O processo corre em segredo de Justiça. Investigadores do Grupo de Atuação Especial de Combate ao Crime Organizado (Gaeco) confirmaram que estiveram em Realeza para apurar o caso e ouvir testemunhas e supostas vítimas.

O mandado de prisão não foi cumprido porque Gaievski ainda não foi encontrado. Buscas estão sendo feitas na cidade e em outros municípios da região, afirma o delegado Francisco Robson Sampaio, da Polícia Civil que é responsável pela delegacia de Realeza em esquema de plantão neste fim de semana.

Na sexta-feira, a Polícia Civil do Paraná recebeu um mandado de prisão da Justiça contra Gaievski, suspeito de abuso contra menor de idade. A investigação contra Gaievski foi revelada na noite de sexta-feira pelo site da revista Veja. à publicação, ele negou as acusações e atribuiu a denúncia a retaliação de promotores.

No sábado, ele solicitou "afastamento imediato de suas funções até que sejam apuradas as circunstâncias e veracidade das acusações", de acordo com nota publicada pelo órgão.

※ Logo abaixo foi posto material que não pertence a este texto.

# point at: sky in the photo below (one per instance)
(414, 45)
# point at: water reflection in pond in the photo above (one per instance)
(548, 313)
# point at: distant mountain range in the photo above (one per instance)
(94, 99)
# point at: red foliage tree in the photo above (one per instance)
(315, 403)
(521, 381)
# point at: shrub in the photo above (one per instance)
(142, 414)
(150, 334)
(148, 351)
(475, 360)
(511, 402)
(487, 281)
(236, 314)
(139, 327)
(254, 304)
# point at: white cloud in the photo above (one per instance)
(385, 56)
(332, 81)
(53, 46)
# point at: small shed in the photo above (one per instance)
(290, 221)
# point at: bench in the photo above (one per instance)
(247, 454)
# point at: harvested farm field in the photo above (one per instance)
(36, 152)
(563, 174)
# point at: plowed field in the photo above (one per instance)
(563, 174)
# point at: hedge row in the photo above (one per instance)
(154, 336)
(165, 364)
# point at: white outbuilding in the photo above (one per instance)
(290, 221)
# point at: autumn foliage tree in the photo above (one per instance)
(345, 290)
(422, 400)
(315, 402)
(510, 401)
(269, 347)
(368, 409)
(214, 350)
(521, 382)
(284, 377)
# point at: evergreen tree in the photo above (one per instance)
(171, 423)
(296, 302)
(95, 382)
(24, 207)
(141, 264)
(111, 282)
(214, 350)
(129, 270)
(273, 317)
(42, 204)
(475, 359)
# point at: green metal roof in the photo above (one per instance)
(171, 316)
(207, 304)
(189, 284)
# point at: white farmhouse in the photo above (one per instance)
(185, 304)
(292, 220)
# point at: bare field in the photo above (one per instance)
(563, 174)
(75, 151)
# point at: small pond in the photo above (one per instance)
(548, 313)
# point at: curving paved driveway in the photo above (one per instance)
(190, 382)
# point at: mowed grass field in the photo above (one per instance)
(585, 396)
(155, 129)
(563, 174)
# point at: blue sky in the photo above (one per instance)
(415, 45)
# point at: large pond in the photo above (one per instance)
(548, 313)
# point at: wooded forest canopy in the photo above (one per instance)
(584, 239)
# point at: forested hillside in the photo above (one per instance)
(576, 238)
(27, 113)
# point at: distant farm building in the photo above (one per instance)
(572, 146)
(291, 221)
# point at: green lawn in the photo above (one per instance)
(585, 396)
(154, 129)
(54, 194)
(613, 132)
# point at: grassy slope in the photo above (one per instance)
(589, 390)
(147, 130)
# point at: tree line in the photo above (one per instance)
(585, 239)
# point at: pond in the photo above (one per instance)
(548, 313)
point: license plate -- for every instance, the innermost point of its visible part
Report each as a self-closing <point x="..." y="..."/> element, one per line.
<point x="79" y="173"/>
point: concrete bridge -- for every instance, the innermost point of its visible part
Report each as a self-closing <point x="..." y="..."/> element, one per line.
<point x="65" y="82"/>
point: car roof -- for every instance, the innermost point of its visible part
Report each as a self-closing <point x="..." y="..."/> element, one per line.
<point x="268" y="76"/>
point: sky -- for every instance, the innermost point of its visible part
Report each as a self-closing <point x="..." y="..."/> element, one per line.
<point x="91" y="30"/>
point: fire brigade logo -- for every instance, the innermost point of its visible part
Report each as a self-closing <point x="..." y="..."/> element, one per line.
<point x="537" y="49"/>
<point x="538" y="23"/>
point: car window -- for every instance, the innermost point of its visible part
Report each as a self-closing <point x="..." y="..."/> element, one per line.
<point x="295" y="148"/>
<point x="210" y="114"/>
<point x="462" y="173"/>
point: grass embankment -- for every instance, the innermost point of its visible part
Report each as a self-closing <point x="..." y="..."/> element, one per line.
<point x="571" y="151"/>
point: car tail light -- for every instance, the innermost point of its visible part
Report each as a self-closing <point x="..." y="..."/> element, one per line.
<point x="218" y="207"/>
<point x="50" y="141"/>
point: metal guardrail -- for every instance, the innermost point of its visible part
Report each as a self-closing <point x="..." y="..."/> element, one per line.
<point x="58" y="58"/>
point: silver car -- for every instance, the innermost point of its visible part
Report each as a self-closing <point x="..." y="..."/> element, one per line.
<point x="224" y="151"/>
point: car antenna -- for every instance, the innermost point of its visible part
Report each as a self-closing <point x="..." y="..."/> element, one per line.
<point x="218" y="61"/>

Desde janeiro deste ano, Gaievski ocupava o cargo de assessor especial do gabinete da Casa Civil. Entre suas atribuições estava acompanhar a implementação de programas federais como o Mais Médicos.

O caso

A revista relata depoimentos de menores de idade num processo que corre em segredo de Justiça, acusando o servidor de levar vítimas de 13 anos a motel. Há ainda, segundo a Veja, relatos de ameaças e exigência de sexo em troca de empregos na prefeitura. À revista, Gaievski negou as acusações e prometeu provar sua inocência. Atribuiu a denúncia a uma retaliação de promotores do Estado por sua atuação na prefeitura contra esses promotores.